Angels Over Broadway

A shill, a dancer, and a playwright save an embezzler from suicide.

Hecht’s surreal joke was discarded by Variety but admired by Crowther, who didn’t get it.

A theatrical production in an anagram or rebus. The New York Times lent spice to the habitual incomprehension Hecht received.

 

Specter of the Rose

Like Powell & Pressburger in The Red Shoes, Hecht addresses himself to the tragedy of Nijinsky, who did not know perhaps that he was a symbol as much as anything else.

That is surely a tragic fate, there is something almost humorous in it, to be the specter in a girl’s dream of art, that is funny, almost.

To say the film was not understood is to say Hecht wrote and directed it (with Lee Garmes), he avenges himself upon the critics. “The indignation of fools is my favorite crown.”

Long before Wiseman, he discloses the secret. “You don’t dance for an audience, they just happen to be there watching you.”
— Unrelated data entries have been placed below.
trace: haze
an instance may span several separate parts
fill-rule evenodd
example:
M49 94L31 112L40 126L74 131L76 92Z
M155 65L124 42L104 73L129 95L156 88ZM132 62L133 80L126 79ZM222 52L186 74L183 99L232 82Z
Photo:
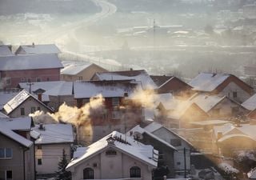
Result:
M256 64L253 0L0 0L5 44L55 43L63 59L183 79Z

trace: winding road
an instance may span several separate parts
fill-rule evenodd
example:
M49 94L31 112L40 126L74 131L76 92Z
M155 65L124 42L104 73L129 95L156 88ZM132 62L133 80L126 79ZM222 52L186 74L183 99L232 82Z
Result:
M58 44L59 46L65 48L65 42L69 38L74 38L78 44L79 42L78 37L76 37L75 31L76 30L90 26L93 23L96 23L98 21L106 18L106 17L115 14L117 11L117 7L107 2L106 0L91 0L97 6L99 6L102 10L99 13L95 14L85 17L85 18L58 27L58 29L52 30L49 33L46 33L43 35L41 35L41 41L43 42L45 39L50 39L51 42Z

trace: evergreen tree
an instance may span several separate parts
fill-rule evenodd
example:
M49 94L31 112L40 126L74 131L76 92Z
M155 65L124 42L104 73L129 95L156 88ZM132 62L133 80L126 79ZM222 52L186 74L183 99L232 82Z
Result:
M70 171L66 170L66 167L68 164L66 159L66 154L65 153L65 150L62 150L62 158L58 163L58 171L56 171L56 180L71 180L71 173Z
Long before Antonioni, the true artist admires a portion of his work, “it’s nice there,” he says, indicating a passage.

A million insights and revelations, “the foxholes of art”.

The New York Times said it was “sheer pretentiousness” and damned Hitchcock by calling for something like Spellbound and Notorious at which “everyone else has a good time,” Halliwell’s Film Guide calls it “a rather hilarious bid for culture,” rather like Nijinsky in Boston.

Time Out Film Guide compares it to a different work altogether, Meyer’s Beyond the Valley of the Dolls.

Variety noted the extreme modesty of the budget, which is nowhere felt though Variety thought so.

 

Actors and Sin

The artist in New York and Hollywood.

She is a lioness of the theater, unfaithful to her playwright husband (“the youngest ex-genius Broadway has seen since Saroyan”), contemptuous of critics whether they praise her or not, her star dims and fades, she dies, etc.

“Actor’s Blood”, it’s in the veins or there is no understanding at all.

She is the writer of “a cinema masterpiece that will prove once and for all that Hollywood has come of age as a center of art.”

“Woman Of Sin” (A Woman of Sin is her first screenplay), Forman’s Amadeus and Kazan’s The Last Tycoon explain the mystery.

This was not understood by the New York Times (Bosley Crowther), nor by Variety.